A computational hybrid energy storage system (HESS) model was developed in Python, comprised of a vanadium redox flow battery (VRFB) and a super capacitor (SC). Different sized HESS were applied to the use-case of a 50-vehicle public EV charging depot, to take advantage of dynamic electricity prices during the day and to reduce the cost of electricity incurred by the EV charging service provider (EVCSP). Fifteen sizes of HESS were evaluated for this application, comprised of 10 – 50 kWh VRFBs and 5-15 kW SCs.
First, the VRFB was assessed using a multi-period optimization genetic algorithm (GA) to find an optimum charge and discharge schedule over a given monthly EV charging load profile. The simulations showed that incorporating a VRFB to an EV charging depot resulted in cost savings when compared to a depot with no storage. The cost savings amounted to $1.13 to $6.19 per day, corresponding to $380.72 to $2,068.04 of costs saved annually. A greater cost reduction was observed for a greater VRFB size.
The results of the GA showed signs of optimization, where the residual load was greater compared to the EV charging demand during times of low-cost grid electricity, due to the VRFB charging to take advantage of the lower energy costs. During times of high-cost electricity, the residual load was lower compared to the EV charging demand as the VRFB would discharge to supplement the EV charging demand.
A net present value (NPV) calculation was performed to consider the discounted cashflows and VRFB capital cost over a 20-year period for each VRFB size. This yielded strong positive values ranging between $436,600 - $448,485, and the NPV decreased for increasing VRFB sizes due to their high capital costs. The best NPV was $451,800 for a charging depot with no storage. The high capital costs for the VRFB outweighed financial benefits from energy cost savings, and to obtain a NPV equivalent to the ‘no storage’ option, the VRFB capital cost would have to decrease from $650 /kWh to $360 /kWh.Following the VRFB study, SCs of varying sizes were implemented to understand whether further energy cost savings could be achieved.

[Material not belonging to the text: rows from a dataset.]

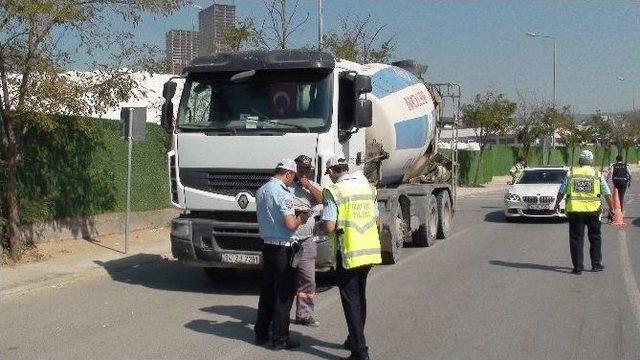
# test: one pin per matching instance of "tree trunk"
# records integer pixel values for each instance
(10, 154)
(479, 168)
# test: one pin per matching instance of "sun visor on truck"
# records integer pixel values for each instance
(262, 60)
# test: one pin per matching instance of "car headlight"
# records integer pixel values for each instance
(512, 197)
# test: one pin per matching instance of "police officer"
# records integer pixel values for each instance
(277, 222)
(517, 169)
(350, 211)
(307, 194)
(583, 187)
(621, 176)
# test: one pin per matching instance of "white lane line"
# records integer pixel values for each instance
(239, 351)
(629, 279)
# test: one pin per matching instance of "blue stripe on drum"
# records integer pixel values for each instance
(412, 133)
(391, 79)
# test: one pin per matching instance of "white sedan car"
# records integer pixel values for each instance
(534, 193)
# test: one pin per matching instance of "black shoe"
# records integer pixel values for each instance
(310, 321)
(346, 345)
(286, 345)
(356, 357)
(597, 268)
(261, 340)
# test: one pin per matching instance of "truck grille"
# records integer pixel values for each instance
(547, 199)
(225, 181)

The SCs were implemented using a rule-based strategy, where they would charge/discharge depending on the charging schedule of the VRFB, to provide additional arbitrage and to reduce the remaining EV charging load that was not covered by the VRFB. The SCs carried out 2-3 discharge cycles per day, and due to their low energy density, they could not carry out sufficient energy arbitrage to make any meaningful cost reduction. A final NPV calculation was carried out for each VRFB+SC combination, which resulted in lower NPV values than those determined for the VRFB only. This was expected due to the SC’s high capital costs and minimal energy cost reduction.